DevOps VS MLOps: Who Holds the Pager?

Chase Christensen

Welcome Back to Evil Tux!

Our last post explored the model development lifecycle’s most infamous and exciting parts: training, serving, and retiring models. Of course, those topics get the most attention since they provide value to a business and start the cycle once a model is retired. Yet, this “transfer of power” from one model to the next was portrayed as a peaceful, calm, and simple transition. The story we told was that the model was no longer performing to the best of its capabilities, and the team simply trained a new model and moved the older model out of production. This was a beautiful MLOps fairy tale with a happy ending, but fine folks with models in production know this is not always how that story pans out. Unlike perfectly curated MLOps stories filled with sugar plumbs and perfect handoffs, we know that reality is often disappointing and messy.

Anyone who’s been on-call knows that even the best environments run by the most brilliant people are subject to the chaos that is reality. Heck, the concept of a blameless post-mortem is the egoless exploration of what went wrong and how we can automate away the chaos for next time. This process is blameless because it is pretty challenging to pinpoint the exact cause, and shaming a particular engineer for making a mistake does more harm than good. Outages and on-call rotations are paths well carved out for site reliability, software, and support engineers, but what about on-call data scientists, machine learning engineers, and other ML/AI system maintainers? What does that healthy tension between ML and OPs look like? Who’s accountable when something goes wrong with a model? We will explore all these topics in this blog titled “DevOps VS. MLOps: Who Holds the Pager?!”.

Also, since the Wild West doesn’t have software developers, we will have to drop the Wild West theme a bit. Hopefully, this is not too jarring, and I promise I will try to throw some in.

“It Was the Best of Ops, It Was the Worst of Ops”

Development Operations (DevOps) and Machine Learning Operations (MLOps) are not identical practices, yet MLOps was inspired by DevOps philosophies. DevOps began to help developers and infrastructure teams align themselves towards a common goal and improve production stability. In Western terms, how can the miners efficiently hand off the gold to the refineries to make more gold products available? Classic books like “The Phoenix Project” and “Modern Software Engineering” emerged and helped fuel the DevOps buzz. Anyone who’s been to a KubeCon has seen many topics on DevOps and its best practices. For those interested in learning more, check out Minimum Viable CD!

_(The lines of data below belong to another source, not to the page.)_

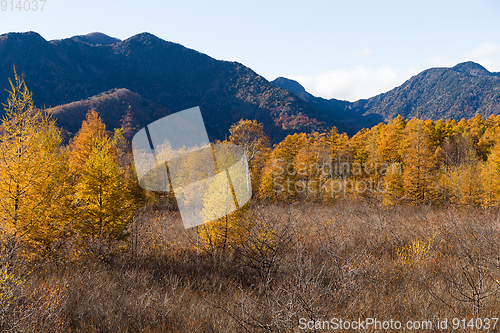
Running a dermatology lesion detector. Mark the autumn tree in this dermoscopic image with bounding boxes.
[229,119,269,192]
[70,110,135,240]
[481,139,500,207]
[402,119,437,203]
[0,67,68,254]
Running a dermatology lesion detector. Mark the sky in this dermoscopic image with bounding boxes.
[0,0,500,101]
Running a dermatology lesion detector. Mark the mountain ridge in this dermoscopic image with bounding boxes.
[0,32,342,142]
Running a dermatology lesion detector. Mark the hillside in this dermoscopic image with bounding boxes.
[352,62,500,120]
[47,89,171,139]
[272,77,383,135]
[0,32,343,141]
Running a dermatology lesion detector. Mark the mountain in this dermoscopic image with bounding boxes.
[271,77,383,135]
[46,88,172,139]
[0,32,342,142]
[70,32,121,45]
[352,61,500,120]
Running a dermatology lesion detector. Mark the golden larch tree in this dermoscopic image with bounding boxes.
[0,68,68,254]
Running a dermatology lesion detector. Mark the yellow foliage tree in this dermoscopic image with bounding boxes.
[70,110,135,240]
[481,143,500,207]
[403,119,437,203]
[0,68,68,254]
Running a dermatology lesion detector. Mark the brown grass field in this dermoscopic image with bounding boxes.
[0,200,500,332]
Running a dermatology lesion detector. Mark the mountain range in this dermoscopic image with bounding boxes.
[0,32,500,142]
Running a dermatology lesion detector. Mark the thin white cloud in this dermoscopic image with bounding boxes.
[426,55,458,67]
[464,42,500,72]
[290,66,418,101]
[352,47,373,59]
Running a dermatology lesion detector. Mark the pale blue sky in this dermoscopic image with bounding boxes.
[0,0,500,101]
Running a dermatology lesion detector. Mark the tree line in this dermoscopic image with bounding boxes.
[0,70,500,256]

MLOps came from the need for machine learning engineering resources to be familiar with the model lifecycle and the automation required for stable service/software deployment. Many DevOps engineers believed that MLOps was the death of DevOps, but they are often part of one giant team because a model is, after all, still software. Let’s unpack these teams.

A DevOps team consists of:

Developers: Focused on creating, maintaining, and improving code to solve business problems and deliver customer value. They prioritize consistent environments, efficient collaboration, and reliable deployment to production. Developers continuously review and update applications to meet evolving needs, striving to ship features quickly while balancing stability and performance.

Operations: Focused on orchestrating and maintaining infrastructure to ensure business-critical applications meet production demands. Operations teams are often responsible for “holding the pager” (late-night escalations caused by network misconfigurations or resource exhaustion). Their primary goal is to build automation that prevents or resolves failures, ensuring stability and reproducibility. These teams rely on tools like containerization and orchestration platforms (e.g., Kubernetes) to enforce idempotency—ensuring applications run predictably regardless of deployment.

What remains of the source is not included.